“Sticks and stones may break my bones, but words will never harm me.” We all know that the words of this common childhood rhyme are hardly true. Words can be far more hurtful than physical assault.
Many parents have advised their children throughout the ages that the best thing to do when being insulted is to not react, because reacting gives the other person a sense of victory. Indeed, the sages expressed the idea of not responding, not just children, but for all people, and saw it as behavior most pleasing to God:
“They who suffer insults but do not inflict them, who hear themselves reviled and do not answer back, who perform [religious precepts] from love and rejoice in chastisement, of such the Scripture says (Judges 5:31), ‘And they that love Him are like the sun when he goes forth in his might’” (Gittin 36b).

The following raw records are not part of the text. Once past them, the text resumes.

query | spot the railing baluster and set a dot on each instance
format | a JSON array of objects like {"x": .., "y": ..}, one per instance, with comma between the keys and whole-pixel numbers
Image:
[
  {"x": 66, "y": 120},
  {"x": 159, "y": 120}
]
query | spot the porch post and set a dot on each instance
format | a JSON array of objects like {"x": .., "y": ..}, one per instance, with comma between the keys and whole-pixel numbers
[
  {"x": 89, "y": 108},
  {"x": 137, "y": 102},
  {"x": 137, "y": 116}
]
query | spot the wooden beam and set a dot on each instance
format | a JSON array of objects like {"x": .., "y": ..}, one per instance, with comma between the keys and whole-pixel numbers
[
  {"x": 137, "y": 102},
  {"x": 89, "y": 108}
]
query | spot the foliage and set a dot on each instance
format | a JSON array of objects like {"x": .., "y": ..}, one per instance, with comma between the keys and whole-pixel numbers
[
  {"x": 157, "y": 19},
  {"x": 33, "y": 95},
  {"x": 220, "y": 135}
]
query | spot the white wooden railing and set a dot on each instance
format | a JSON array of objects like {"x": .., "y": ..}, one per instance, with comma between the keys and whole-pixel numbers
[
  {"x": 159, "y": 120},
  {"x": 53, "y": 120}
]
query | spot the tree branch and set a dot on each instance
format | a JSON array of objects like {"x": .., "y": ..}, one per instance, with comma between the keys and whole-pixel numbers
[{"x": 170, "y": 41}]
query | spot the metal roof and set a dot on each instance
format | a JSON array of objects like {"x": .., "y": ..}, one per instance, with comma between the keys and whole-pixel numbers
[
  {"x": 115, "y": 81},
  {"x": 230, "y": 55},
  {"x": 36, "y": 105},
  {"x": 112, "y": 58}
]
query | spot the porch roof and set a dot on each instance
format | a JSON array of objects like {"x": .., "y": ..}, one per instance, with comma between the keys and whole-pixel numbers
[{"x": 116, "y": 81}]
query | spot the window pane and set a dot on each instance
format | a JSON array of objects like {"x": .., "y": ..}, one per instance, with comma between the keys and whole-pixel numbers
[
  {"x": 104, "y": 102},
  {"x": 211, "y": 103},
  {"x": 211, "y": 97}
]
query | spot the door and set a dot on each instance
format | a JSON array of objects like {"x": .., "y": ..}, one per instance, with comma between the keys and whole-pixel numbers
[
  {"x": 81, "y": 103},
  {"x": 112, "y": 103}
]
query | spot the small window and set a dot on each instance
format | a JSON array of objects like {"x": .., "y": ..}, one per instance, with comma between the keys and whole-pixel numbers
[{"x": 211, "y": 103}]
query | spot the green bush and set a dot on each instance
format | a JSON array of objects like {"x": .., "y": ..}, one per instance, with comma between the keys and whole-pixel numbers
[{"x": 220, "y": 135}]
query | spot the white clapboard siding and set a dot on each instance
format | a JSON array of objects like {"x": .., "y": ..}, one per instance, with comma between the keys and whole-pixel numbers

No matter one’s age, walking away from an insult is an incredibly difficult thing to do, especially in public. Consequently, one might wonder why the onus for maintaining peace is placed upon the one who has been insulted. The fact of the matter is that embarrassing another person is likened to murder by the sages. (Read more on this subject here.)
As difficult as it is to walk away from an insult, the sages demonstrate that this is an effort that God himself has had to do: “Who is like You [God], mighty in self-restraint, that You heard the blaspheming and insults of that wicked man* and keep silent?” (Gittin 56b). The Talmud supports this statement by quoting Rabbi Ishmael’s reinterpretation of the verse “Who is like you among the gods [elim]?” (Exodus 15:11), as “Who is like thee among the mute [illemim].”
*A reference to Titus (Roman conquorer of Jerusalem, later Emperor of Rome), “ This was the wicked Titus who blasphemed and insulted Heaven. What did he do? He took a harlot by the hand and entered the Holy of Holies and spread out a scroll of the Law and committed a sin on it…” (Gittin 56b).